WILLIAM MASON BROWN (1828–1898)
Strawberries Strewn on a Forest Floor, about 1865–70
Oil on canvas, 12 x 10 in.
Signed (with monogram, at lower right): WMB
As a former landscape painter, Brown was a staunch practitioner of another Ruskinian tenet—the still life placed in a natural setting—of which Strawberries Strewn on a Forest Floor is a prime example. In contrast to the more formal and traditional tabletop still life (which Brown also painted), Ruskin preached that fruit and flowers ought to be rendered as they exist in nature, relieved by soil or grass and other vegetation, and much like the works of the famous English painter William Henry “Bird’s Nest” Hunt. However, Barbara Dayer Gallati has noted a curious contradiction of Ruskinian theory in a similar work by Brown, Raspberries (oil on canvas, 20 x 16 in.; The J. B. Speed Art Museum, Louisville, Kentucky), which depicts a loose bundle of raspberries set within an intimate space on the forest floor:
There is detectable in this painting, however, a duality in approach to nature that is antithetical to Ruskinian doctrine. The individual berries, the sheltering bush, the wild flowers, and grassy patch of earth are uniformly executed in a fashion comparable to that of Ruskin’s closest followers. Yet the berries do not appear as they would in nature; the artist’s hand has intervened in order to create a pleasing composition.
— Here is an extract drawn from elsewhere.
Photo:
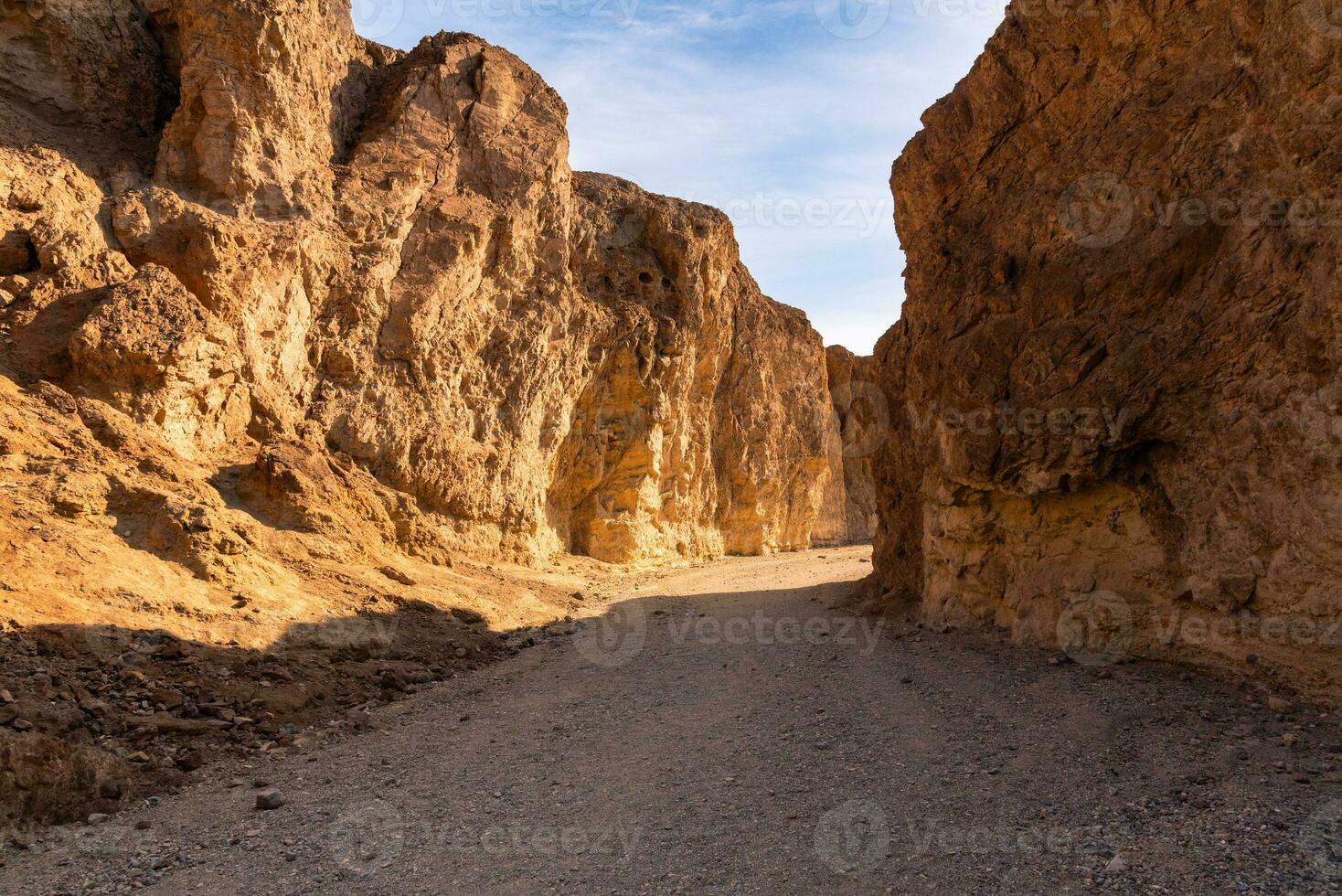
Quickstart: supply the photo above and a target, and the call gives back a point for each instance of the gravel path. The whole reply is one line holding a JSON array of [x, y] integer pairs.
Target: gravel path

This feature, along with the stage-like setting and theatrical lighting, introduces an artificial note which suggests that however veristic it all may seem, this is a composition that originated in the studio and not in nature (Gallati, “Raspberries,” in Linda S. Ferber and William H. Gerdts, The New Path: Ruskin and the American Pre-Raphaelites, exhib. cat. [New York: The Brooklyn Museum, 1985],p. 92).
This apparent contradiction in Ruskinian theory is also seen in the present painting, which presents a loose group of rich red strawberries scattered about the forest floor.